FA-OPD

Train with an expressive Flow Matching teacher. Deploy a lightweight MLP policy.

Paper · Quick start · Method · Experiments · Acknowledgements · Citation

What This Repository Provides

FA-OPD is the official implementation of Adversarial Dual On-Policy Distillation from Expressive Flow-based Teacher.
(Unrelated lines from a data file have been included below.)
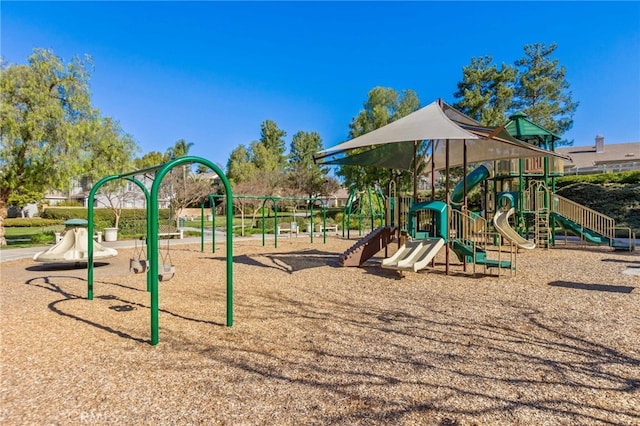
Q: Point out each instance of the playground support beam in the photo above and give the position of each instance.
(153, 241)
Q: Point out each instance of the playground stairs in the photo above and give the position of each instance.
(367, 246)
(542, 233)
(470, 252)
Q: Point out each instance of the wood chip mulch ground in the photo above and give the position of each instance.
(314, 343)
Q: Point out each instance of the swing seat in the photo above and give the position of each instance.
(138, 266)
(166, 272)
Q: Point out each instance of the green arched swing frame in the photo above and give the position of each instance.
(152, 232)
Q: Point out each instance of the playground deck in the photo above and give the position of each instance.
(315, 343)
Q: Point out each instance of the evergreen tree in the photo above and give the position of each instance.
(542, 91)
(486, 92)
(383, 106)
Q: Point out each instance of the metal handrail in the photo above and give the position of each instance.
(584, 216)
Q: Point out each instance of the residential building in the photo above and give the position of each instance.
(601, 158)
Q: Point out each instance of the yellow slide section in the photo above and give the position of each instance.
(414, 255)
(501, 223)
(73, 247)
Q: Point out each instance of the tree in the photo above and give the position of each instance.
(44, 104)
(268, 152)
(239, 166)
(486, 92)
(383, 106)
(536, 86)
(109, 151)
(542, 90)
(304, 176)
(150, 159)
(180, 149)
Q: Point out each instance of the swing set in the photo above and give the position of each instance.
(157, 265)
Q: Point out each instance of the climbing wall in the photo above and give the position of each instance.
(367, 246)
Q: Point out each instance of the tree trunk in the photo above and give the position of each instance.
(3, 214)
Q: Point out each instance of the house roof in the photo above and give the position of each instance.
(586, 156)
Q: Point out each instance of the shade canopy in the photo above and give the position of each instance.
(392, 145)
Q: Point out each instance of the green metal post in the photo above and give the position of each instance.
(153, 240)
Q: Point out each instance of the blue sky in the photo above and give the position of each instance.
(212, 72)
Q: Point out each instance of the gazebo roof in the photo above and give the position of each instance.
(391, 146)
(519, 126)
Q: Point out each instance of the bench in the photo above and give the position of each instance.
(96, 236)
(328, 228)
(170, 231)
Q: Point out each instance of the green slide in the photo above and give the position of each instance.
(480, 173)
(464, 250)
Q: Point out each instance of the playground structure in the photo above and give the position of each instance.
(265, 202)
(367, 204)
(155, 270)
(517, 181)
(73, 247)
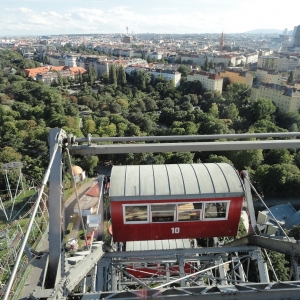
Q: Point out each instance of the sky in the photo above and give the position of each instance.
(47, 17)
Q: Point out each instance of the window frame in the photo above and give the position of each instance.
(200, 210)
(135, 222)
(216, 219)
(176, 212)
(159, 211)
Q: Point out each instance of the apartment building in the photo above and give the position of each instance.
(237, 75)
(278, 63)
(284, 97)
(269, 62)
(167, 74)
(209, 81)
(268, 76)
(297, 73)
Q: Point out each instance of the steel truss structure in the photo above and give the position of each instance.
(102, 273)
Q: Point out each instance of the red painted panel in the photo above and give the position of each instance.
(162, 231)
(145, 272)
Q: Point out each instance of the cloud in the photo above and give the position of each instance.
(169, 17)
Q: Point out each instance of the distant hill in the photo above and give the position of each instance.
(264, 31)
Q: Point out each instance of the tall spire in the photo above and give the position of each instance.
(222, 41)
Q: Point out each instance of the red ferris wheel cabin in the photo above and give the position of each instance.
(175, 201)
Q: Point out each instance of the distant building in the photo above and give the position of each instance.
(268, 76)
(209, 81)
(222, 41)
(297, 73)
(70, 60)
(285, 215)
(168, 75)
(278, 63)
(297, 36)
(285, 98)
(49, 73)
(237, 75)
(127, 39)
(267, 61)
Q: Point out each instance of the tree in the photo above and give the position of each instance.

It targets learning-from-demonstrations settings where reward design is difficult, demonstrations are available, and the deployed controller must remain cheap.

The repository includes:

the FA-OPD training loop and Flow Matching teacher modules;
PPO-compatible MLP student policies for efficient deployment;
diffusion, Flow Matching, GAIL/AIRL/WAIL/DRAIL, and online FM-policy baselines;
expert demonstrations tracked with Git LFS;
W&B sweep configs for navigation, manipulation, and locomotion benchmarks.

Method

FA-OPD uses the Flow Matching model as a training-time teacher, not as the deployed actor.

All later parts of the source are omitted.